Nigeria’s exports to South Korea rises 91% in nine months

Diversification of Nigeria’s productive sector and broad basing of the revenue base is a policy imperative. We are currently at a crossroads in terms of revenues on the one hand and veritable foreign exchange receipts on the other. This requires a pragmatic multi-agency approach in-country and the collaboration of all stakeholders and support of Nigeria’s International development partners.

Priorities

The agro-allied sector should be given a priority. Millions of Nigerians depend on agriculture for their livelihood. Further development of cash crops for exports (e.g. Cocoa, cashew, sesame, ginger, cassava,soya), industrial linkages for agricultural products (e.g.cotton-textiles and leather) and development of the food processing industry. Development of the agro-allied value chains will boost value addition and generate employment, grow exports and conserve foreign exchange through import substitution. Above all boosting local production will to an extent contain inflation. We need to wean ourselves from sourcing the inputs for these industries from abroad by ensuring that we produce locally and at scale.

Realization of the above priorities needs further investment from the private sector. Therefore, attracting investment -both local and foreign direct investment FDI- should be of utmost priority. But as a precursor to this happening, the Government must provide an enabling environment in terms of stimulus for Domestic direct investment (DDI) from which Foreign Direct Investment (FDI) will take a cue.

This brief description and random thoughts of mine will focus on short term interventions that are required between 2023-2025:

1. Ease of doing business

First and foremost, the government needs to address the constraints faced by the private sector. Unlocking the productive potential for existing industries is a low hanging fruit. The Nigerian enterprises, especially the formal sector, face acute operational challenges in terms of multiple taxation, port congestion and arbitrary interference in the area of frivolous taxes by government authorities at three levels; Federal, Sub-nationals and Local government level.

An intervention from the top leadership will send a clear signal to investors and restore confidence.

2. Infrastructure

Adequate supply of power is a prerequisite for manufacturing. Government should complete the gas pipeline to Kano as a case in point to improve energy supply to the north. Infrastructure at the ports logistics needs investment to remove bottlenecks. We have been on this for a while now and hopefully the Nigerian Ports Authority and the entire Marine and Blue economy ecosystem will up the ante. We cannot be globally competitive with these constraints.

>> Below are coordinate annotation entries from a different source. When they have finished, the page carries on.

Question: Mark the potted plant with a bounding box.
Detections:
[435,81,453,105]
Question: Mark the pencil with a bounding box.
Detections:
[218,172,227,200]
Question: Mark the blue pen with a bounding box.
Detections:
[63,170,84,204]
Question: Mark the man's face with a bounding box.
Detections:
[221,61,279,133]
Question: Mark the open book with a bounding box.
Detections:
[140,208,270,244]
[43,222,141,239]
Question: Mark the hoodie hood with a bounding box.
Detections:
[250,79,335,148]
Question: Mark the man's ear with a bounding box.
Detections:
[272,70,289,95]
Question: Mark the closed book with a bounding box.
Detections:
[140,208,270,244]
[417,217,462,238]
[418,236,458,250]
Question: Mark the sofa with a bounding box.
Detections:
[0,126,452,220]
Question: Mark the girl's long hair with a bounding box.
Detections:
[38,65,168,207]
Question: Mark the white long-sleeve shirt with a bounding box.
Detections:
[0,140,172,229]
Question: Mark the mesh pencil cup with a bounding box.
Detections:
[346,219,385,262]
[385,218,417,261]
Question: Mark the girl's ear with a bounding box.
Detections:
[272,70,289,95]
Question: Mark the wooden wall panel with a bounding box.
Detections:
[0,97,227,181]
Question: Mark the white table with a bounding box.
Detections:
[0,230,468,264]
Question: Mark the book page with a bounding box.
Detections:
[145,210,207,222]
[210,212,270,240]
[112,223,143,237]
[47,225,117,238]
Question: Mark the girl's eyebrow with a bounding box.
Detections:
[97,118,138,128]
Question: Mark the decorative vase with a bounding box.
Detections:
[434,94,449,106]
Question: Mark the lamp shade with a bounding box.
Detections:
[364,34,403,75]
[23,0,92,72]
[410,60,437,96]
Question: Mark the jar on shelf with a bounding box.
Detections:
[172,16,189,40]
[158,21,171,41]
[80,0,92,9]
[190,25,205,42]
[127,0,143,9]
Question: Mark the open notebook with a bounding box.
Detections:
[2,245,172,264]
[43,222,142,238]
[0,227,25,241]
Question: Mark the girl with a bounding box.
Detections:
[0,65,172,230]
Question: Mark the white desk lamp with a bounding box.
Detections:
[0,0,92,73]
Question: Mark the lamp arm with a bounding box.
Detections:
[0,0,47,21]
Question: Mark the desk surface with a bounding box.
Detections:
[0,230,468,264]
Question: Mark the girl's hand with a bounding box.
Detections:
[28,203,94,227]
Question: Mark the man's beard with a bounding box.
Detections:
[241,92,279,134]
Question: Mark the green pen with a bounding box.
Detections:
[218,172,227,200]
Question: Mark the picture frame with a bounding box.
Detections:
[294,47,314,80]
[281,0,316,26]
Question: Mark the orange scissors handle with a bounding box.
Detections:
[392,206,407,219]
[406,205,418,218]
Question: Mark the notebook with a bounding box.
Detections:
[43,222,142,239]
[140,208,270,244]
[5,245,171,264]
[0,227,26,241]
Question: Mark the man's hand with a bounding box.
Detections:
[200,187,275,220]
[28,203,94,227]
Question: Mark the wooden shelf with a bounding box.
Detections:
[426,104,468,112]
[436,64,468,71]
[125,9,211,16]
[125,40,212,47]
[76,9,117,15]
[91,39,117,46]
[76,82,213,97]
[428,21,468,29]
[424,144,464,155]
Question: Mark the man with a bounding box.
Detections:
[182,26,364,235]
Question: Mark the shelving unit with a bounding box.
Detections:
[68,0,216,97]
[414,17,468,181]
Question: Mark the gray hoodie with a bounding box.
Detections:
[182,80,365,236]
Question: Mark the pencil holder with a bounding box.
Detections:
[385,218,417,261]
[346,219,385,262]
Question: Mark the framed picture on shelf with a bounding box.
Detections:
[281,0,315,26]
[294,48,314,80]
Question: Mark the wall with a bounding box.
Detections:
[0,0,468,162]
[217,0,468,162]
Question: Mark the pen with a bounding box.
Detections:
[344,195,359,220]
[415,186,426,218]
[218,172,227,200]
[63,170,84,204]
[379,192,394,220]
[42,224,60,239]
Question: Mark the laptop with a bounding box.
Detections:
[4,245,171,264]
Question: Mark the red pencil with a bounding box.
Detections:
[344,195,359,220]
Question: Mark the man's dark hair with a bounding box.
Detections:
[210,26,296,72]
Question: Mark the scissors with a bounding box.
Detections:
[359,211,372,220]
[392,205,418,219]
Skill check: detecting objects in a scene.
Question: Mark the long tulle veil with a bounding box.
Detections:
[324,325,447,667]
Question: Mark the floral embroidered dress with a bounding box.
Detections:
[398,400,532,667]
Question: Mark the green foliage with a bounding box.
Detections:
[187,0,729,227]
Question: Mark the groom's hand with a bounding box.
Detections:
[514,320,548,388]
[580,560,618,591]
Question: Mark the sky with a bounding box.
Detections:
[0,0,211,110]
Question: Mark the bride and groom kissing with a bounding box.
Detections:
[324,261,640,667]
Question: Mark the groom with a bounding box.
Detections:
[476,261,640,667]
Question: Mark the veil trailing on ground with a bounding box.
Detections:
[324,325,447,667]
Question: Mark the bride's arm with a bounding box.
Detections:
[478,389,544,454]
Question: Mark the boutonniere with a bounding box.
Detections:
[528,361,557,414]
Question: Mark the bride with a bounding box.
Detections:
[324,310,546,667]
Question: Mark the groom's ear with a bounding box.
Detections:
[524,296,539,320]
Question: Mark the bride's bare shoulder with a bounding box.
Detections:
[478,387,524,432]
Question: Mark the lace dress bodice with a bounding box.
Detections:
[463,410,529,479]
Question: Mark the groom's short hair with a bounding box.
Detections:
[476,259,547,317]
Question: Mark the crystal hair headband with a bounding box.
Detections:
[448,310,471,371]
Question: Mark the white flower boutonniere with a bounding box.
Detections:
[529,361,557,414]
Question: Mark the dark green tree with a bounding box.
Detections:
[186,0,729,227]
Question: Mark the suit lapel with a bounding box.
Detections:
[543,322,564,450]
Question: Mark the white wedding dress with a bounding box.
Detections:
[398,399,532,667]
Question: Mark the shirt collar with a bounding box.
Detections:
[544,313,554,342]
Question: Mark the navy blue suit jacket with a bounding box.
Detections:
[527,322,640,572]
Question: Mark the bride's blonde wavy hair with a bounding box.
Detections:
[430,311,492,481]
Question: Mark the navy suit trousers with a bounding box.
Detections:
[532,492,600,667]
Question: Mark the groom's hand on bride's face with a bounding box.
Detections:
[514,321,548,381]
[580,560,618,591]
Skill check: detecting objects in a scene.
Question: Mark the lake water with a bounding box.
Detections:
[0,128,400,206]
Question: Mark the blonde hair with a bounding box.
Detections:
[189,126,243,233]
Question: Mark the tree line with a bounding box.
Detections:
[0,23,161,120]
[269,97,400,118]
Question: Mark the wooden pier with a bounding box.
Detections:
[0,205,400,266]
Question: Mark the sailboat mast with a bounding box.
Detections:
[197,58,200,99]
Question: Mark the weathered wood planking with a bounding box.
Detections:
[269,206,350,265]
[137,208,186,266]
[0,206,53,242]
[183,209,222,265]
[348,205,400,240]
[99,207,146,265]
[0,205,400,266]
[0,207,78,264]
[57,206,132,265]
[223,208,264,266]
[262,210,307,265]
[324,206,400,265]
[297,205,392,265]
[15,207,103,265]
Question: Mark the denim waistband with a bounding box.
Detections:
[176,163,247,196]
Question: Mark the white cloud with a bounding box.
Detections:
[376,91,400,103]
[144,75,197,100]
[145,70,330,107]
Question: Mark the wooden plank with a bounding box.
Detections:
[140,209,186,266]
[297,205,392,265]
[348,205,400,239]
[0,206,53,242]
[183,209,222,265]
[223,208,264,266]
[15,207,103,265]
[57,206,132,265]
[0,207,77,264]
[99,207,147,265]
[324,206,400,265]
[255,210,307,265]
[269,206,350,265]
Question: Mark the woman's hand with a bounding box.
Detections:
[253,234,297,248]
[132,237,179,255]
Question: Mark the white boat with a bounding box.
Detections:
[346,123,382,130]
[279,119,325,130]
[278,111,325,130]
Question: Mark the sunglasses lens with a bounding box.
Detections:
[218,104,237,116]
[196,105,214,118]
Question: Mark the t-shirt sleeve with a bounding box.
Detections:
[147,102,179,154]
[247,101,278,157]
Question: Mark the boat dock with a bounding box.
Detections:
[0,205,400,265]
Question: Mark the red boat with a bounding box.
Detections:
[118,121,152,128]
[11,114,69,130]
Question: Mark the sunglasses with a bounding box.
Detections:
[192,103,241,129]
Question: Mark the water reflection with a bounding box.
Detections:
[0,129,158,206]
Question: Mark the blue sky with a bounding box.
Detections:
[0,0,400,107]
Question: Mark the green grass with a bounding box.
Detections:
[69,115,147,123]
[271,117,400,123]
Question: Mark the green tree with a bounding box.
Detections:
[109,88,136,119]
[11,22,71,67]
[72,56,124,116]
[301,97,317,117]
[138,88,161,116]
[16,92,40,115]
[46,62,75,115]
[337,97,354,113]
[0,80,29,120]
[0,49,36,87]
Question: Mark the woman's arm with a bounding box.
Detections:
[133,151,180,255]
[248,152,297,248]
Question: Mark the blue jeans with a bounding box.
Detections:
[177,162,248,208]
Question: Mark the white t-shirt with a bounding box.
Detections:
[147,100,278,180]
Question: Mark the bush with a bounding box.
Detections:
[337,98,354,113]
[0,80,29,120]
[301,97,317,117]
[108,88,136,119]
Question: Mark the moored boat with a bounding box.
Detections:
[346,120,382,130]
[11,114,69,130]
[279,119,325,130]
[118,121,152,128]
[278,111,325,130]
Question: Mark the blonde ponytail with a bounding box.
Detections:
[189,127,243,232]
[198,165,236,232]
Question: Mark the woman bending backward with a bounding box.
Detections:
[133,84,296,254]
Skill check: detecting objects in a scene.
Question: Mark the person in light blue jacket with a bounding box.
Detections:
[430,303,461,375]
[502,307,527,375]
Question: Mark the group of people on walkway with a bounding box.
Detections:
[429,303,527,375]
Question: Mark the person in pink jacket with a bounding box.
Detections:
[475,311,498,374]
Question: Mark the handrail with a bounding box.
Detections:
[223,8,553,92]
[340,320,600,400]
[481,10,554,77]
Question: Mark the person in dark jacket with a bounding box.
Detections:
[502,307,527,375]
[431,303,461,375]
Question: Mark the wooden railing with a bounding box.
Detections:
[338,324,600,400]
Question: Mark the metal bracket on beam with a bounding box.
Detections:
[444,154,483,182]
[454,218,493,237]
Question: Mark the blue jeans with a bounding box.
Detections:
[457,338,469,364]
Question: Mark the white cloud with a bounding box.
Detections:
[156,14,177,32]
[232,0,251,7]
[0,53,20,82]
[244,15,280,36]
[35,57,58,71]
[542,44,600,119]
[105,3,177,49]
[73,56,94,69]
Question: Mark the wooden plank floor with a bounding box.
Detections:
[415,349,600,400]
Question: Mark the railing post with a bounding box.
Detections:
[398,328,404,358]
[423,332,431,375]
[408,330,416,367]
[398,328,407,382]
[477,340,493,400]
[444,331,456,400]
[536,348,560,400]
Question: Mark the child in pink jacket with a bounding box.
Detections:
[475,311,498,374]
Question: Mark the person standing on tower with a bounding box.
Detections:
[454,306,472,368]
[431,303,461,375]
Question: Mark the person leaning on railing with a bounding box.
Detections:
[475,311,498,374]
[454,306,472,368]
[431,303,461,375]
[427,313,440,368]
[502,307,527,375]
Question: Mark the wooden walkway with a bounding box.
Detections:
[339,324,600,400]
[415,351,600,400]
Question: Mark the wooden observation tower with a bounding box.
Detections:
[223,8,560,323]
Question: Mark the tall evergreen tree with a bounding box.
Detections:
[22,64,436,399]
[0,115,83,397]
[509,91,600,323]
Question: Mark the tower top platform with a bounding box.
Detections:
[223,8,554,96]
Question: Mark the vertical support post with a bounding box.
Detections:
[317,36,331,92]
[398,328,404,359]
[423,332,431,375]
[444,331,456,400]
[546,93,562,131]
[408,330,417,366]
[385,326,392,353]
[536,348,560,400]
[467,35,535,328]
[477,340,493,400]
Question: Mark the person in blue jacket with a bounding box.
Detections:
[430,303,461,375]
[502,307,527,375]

It will take time to improve overall infrastructure but we must strive to be effective and efficient. Special Economic Zones (SEZ) on a Public Private Partnership (PPP) basis should be developed to provide efficient infrastructure at a limited scale to attract investment. Government cannot fund SEZs alone for now but should enable proper legislation to encourage investors with a proven track record and facilitate the set-up process.

3. Industrial policy

The extant Industrial Policy should be revisited to make it relevant in the modern context. The incentives to attract investment in the agro-allied sectors should be enhanced and must be transparent. The Export Expansion Grant (EEG), an incentive for Agro- allied exporters should be revived to make our products more competitive. As a first step all outstanding payments and obligations should be settled between a one to two year time frame. As you might be aware, there are linkages between Agriculture and Industry as a lot of raw inputs have value adds and are processed in manufacturing facilities thus boosting trade.

Read also: Rescuing the naira through non-oil exports

4. Development finance

Development financing institutions should be provided adequate funds to be able to lend to the manufacturing sector for meeting their working capital and long-term funds at competitive (single digit) interest rates. As a first step urgent measures should be taken to further capitalize development banks like Nigerian Export Import Bank (NEXIM), Bank of Agriculture (BOA) and Development Bank of Nigeria (DBN) to enable them to accommodate the bulk of the borrowing public.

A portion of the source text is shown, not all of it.